Het licht van God is het licht van de eerste scheppingsdag. God sprak ‘Er zij licht!’ – en er was licht. Het ging daar niet over de zon of andere hemellichamen, die kwamen later. Gods eerste scheppingsdaad was scheiding aanbrengen tussen licht en duisternis, tussen het leven en de schaduw van de dood, zodat er een goed leven voor zijn mensenkinderen gewaarborgd was (Gen. 1:2-4).
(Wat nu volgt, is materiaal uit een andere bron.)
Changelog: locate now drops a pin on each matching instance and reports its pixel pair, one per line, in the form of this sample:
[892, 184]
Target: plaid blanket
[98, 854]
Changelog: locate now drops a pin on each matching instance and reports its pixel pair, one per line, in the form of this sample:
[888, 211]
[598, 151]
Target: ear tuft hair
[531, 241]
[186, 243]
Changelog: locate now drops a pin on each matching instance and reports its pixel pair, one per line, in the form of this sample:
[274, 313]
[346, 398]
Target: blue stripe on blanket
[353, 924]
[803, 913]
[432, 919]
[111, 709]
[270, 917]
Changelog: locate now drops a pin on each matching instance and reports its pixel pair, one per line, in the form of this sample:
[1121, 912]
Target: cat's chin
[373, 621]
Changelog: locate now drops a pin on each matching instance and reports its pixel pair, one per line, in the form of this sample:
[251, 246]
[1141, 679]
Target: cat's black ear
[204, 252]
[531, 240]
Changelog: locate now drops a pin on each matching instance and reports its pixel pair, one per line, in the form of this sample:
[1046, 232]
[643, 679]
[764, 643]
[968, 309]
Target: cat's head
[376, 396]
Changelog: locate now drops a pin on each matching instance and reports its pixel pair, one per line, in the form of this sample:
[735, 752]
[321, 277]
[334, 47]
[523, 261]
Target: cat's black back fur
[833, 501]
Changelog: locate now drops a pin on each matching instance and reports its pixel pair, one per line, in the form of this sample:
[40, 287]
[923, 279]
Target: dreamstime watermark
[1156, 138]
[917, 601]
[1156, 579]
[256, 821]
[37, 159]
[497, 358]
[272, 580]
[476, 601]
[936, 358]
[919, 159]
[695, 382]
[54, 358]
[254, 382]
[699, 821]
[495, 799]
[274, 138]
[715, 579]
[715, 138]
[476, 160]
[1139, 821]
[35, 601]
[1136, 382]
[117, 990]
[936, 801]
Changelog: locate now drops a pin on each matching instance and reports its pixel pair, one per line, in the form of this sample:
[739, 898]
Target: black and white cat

Datzelfde licht kwam weer in de wereld met de komst van Jezus. ‘In het Woord was leven en het leven was het licht voor de mensen,’ schrijft Johannes (Joh. 1:4). ‘Hij is het ware licht, dat ieder mens verlicht’ (Joh. 1:9).

Gods licht is leven. Het brengt scheiding tussen leven en dood. Zie je dat licht? Als je je niet verbergt, maar tevoorschijn komt in dat licht, word je aangestoken door intense blijdschap, als de vreugde bij de oogst, of het verdelen van de buit, of het winnen van de toto. Toch?